There is no denying this incorrigible optimist quality of sagacity, stamina, strength. The fate of Chargesheet is a foregone conclusion. He must put a stop to what some critics call ‘senile cinema’. But then he also suffers from pangs of obduracy. With all the basic elements that make films succeed missing from his productions, it is doubtful it will make a dent at the box office. There is no denying an originality of thought when he works on a story. The idea is invariably culled out of newspaper headlines that start to stink like any other perishable commodity by the time he completes a ‘quickie’. The script is ready even before the next dawn, complete with dialogue in English subsequently ‘literally’ translated (let grammars be damned). The same is the case with the lyrics. That’s the man’s unquestionable devotion to his work. The problem starts soon after with casting. With no other interest (invaluable traits in human life), he is rearing to go on the floors to keep his batteries charged. By the time this task gets completed with compromises, the original dumped as sour grapes, studio floors booked, filming gets underway in right earnest with the ‘evergreen actor’ calling the shots, himself hardly in front of the camera except for master shots.
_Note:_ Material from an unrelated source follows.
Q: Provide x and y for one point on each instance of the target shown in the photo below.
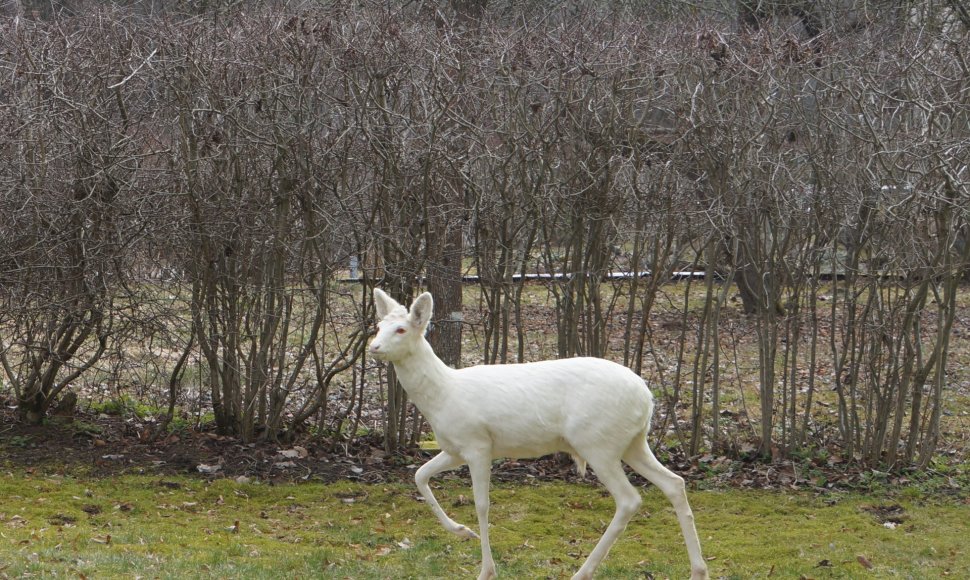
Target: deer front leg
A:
(441, 462)
(481, 472)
Money somehow drops from the skies (he sold part of his residential complex; a small apartment, a cottage in Bengaluru, and lately the FSI of his prized Pali Hill theatre complex; reissue and satellite rights of films). Once much of the film is canned, with roles of every actor cut to less than the original size, the star gets into action. Solo. It is mostly own close-ups, interacting even with pillars, peeping out of almost every frame of the rough cut. So far so good. With no buyers in sight, the process of cutting and chopping gets underway because there is nothing else to keep the filmmaker preoccupied. It is now I, me, and myself. Everything else is damned. The film is ready for release. But there are no buyers. It is now back to the editing table to eliminate the rough edges. Any scene can begin or end anywhere. Logic is spurned with the undeserving disdain.
Come September 27 and Chargesheet distributed by Warner Bros India will hit the screens, hopefully, across the globe. Lets hope, wish, pray it turns out to be what he has impatiently waited since the 1975 hit Des Perdes and Chargesheet is a swansong! Let the resonance of the cheer explode, as he wrote in the closing chapter of his autobiography Romancing with Life, “Into vibrations, echoing and reechoing everywhere, scattering themselves and mingling with the breeze that blew them into all directions…deafening applause that gave way to a melodious cheer comprising only two words: ‘DEV ANAND!’…And that one single moment became an eternity for me.”